Inflation is now falling more rapidly, and the case for maintaining high interest rates is weaker. The peak in rates looks to have been reached and the falls which were expected last year should happen in 2024, although I would expect rates to remain reasonably high through the first half of the year. Central banks will be wary of undoing their hard work by easing too quickly.

At the same time, the rally in the final two months of 2023 has already captured some of the benefit of easier policy. Bond yields have already fallen some way from their peak and the valuation of shares has risen. Markets have done their job of anticipating the future.

This is the backdrop to my fund picks for 2024. A difficult economic environment with more supportive interest rates and valuations that are not stretched but are by no means cheap. My picks are defensive, aim to capture the high income now available across many asset classes, but also allow for the possibility that markets rally quite hard as policy eases. I hope I have covered all the bases.

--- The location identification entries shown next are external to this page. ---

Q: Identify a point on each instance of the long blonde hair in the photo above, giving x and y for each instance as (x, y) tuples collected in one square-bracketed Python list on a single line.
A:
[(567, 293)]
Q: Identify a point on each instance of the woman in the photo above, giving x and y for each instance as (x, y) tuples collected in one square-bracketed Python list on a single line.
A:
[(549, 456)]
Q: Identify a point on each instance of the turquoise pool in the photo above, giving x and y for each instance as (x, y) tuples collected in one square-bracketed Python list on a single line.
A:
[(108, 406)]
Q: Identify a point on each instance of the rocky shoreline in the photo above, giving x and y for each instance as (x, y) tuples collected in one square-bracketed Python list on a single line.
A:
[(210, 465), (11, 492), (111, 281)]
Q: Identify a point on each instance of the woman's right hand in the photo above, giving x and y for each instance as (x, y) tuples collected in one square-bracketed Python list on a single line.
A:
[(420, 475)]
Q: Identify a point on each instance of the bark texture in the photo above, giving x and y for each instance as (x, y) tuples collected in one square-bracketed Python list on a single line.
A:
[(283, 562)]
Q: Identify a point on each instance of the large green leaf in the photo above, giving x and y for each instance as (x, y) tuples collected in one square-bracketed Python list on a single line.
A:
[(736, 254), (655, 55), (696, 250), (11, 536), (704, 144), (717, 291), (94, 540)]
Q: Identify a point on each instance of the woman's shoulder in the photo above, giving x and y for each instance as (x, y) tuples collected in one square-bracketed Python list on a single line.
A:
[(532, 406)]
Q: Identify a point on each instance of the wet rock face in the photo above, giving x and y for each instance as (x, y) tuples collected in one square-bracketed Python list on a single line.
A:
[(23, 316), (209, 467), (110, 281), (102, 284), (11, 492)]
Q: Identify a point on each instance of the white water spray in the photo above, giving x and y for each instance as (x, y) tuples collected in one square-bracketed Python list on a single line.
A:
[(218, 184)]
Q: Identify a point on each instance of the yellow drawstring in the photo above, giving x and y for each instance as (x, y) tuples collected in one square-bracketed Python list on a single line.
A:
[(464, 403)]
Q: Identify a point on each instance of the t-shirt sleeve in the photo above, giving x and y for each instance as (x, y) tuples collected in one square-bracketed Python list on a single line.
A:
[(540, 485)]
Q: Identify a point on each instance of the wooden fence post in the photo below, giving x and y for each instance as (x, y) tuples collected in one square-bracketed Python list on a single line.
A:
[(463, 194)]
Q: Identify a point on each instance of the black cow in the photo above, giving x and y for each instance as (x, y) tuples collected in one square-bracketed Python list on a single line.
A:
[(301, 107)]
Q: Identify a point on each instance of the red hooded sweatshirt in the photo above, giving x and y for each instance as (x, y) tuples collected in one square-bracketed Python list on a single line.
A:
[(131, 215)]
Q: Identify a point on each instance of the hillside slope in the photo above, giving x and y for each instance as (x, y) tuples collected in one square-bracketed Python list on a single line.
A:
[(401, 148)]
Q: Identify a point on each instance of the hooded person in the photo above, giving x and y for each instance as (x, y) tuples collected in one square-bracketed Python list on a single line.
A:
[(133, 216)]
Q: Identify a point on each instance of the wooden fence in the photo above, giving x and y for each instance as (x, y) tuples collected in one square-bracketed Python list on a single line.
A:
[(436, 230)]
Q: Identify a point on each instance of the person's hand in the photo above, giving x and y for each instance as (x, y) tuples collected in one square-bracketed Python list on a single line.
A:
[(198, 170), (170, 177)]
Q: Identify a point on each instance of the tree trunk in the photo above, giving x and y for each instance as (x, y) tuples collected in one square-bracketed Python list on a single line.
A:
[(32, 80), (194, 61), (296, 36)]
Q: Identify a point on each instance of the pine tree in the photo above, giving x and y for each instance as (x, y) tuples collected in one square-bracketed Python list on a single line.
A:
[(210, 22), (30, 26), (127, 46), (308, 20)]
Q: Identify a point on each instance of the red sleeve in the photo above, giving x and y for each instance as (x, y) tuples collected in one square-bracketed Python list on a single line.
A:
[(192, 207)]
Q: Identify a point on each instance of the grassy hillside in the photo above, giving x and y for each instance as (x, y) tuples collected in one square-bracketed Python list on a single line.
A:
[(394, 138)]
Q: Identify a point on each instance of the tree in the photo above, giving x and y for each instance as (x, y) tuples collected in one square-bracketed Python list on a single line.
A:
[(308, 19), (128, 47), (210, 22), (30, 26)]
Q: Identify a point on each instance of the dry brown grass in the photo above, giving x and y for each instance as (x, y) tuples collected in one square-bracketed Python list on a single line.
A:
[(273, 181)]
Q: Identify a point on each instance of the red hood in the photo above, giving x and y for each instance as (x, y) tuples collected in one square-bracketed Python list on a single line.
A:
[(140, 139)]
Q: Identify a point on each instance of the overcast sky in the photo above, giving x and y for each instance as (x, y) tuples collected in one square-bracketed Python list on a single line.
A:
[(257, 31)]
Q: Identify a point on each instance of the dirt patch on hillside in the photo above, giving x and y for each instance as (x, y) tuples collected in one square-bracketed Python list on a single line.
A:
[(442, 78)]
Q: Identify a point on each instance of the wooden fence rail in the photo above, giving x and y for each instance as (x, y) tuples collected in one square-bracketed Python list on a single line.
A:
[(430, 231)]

The first pick is the Fidelity Cash Fund. This is a very conservatively managed fund, with a focus on safety, liquidity and diversification, designed to deliver consistent returns. The distribution yield is currently just above 5%. Investors benefit from Fidelity’s long experience in managing money market investment strategies and from a robust credit research process. The purpose of this pick is to capture what might be the final few months in which investors can enjoy high income with negligible risk to their capital.

Moving up the risk scale, and with a view to capturing both relatively high income with the added kicker of a capital gain as interest rates start to fall this year, the M&G Global Macro Bond Fund is the second pick for 2024. This is a flexible fund that can invest across multiple regions and lend to a range of borrowers. This broad remit means that investment experience is vital and the manager, Jim Leaviss, is one of the most experienced at M&G. He is supported by an experienced analyst team.

The third pick this year is the first of two global equity funds. The Fidelity Global Dividend Fund is one of Fidelity’s most consistent performers and should provide a good balance of growth and income. It is a fund that I have held in my portfolio for many years. Dan Roberts is a meticulous investor, with long experience, and he is supported by an extensive team of analysts. As interest rates fall, I expect the reliable yield offered by a global equity income portfolio to become increasingly attractive to investors.

The final pick is simplicity itself. The L&G Global Equity Index Fund benefits from Legal & General’s strong index-tracking capability and is a low-cost option for investors looking for a plain vanilla exposure to global equities with a long-term horizon.

As always, I will invest in all four of these funds myself.